“VLM-based solutions in the radiologist practice – Professor Hinton’s prophecy finally arrived?”
In 2016, Geoffrey Hinton famously predicted the end of radiology. A decade later, the narrative has shifted from “replacement” to “unprecedented collaboration.” This presentation provides a strategic evaluation of that prophecy, tracking the evolution from rigid, classical pipelines to the transformative era of Vision-Language Models (VLMs). While there are specialized architectures like YOLO or DETR for object recognition (and can be aligned to medical image analysis) and MedSAM or solutions based on U-Net for automated segmentation, the current ROI is driven by multimodal reasoning. We focus on how frontier models, specifically Gemini, GPT, and the open-weights Gemma family, are bridging the gap between raw pixel data and complex diagnostic interpretation. By synthesizing high-performance vision with language-based logic, we offer a data-driven assessment of the modern clinical landscape – is the business case for replacing radiologists still viable, or has AI matured into the ultimate diagnostic co-pilot?
Bio
Maciej Szymkowski is a Ph.D. in the field of Computer Science. From April 2025, he is working with Future Processing as a Senior Machine Learning Engineer. He is also with Bialystok University of Technology, Faculty of Computer Science (from 2018). He was previously with Warsaw University of Technology (Faculty of Electronics and Information Technology, 2021-2022) and AGH in Cracow (Faculty of Physics and Applied Computer Science, 2021-2022). He gained his experiences also as a researcher and software engineer in diversified projects and companies (e.g., SoftServe, Symmetra, Transition Technologies, Hemolens Diagnostics). He was also with Łukasiewicz Research Network – Poznan Institute of Technology (2022-2024) where he was a Head of AI Development section. Maciej is an author or co-author of more than 45 research papers published in JCR journals, as chapters in the books or in international conference proceedings. His main research area is Computer Vision – especially in the field of medicine and transport.
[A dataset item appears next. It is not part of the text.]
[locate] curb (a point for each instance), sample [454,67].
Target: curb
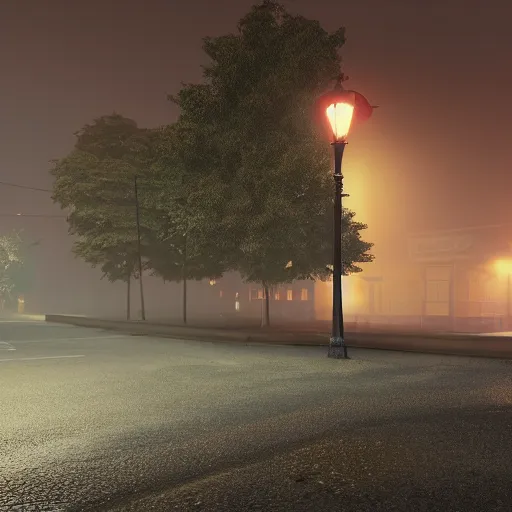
[449,344]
He is interested in explainable AI, Vision-Language Models (VLMs), Large Language Models (LLMs) and machine learning algorithms. In his free time, he loves to extend his knowledge, take a long walk, read a book or watch soccer, basketball or hockey. He is a fan of Legia Warsaw, Real Madrid, Bayern Munchen (soccer), New York Knicks (basketball) and Pittsburgh Penguins (hockey).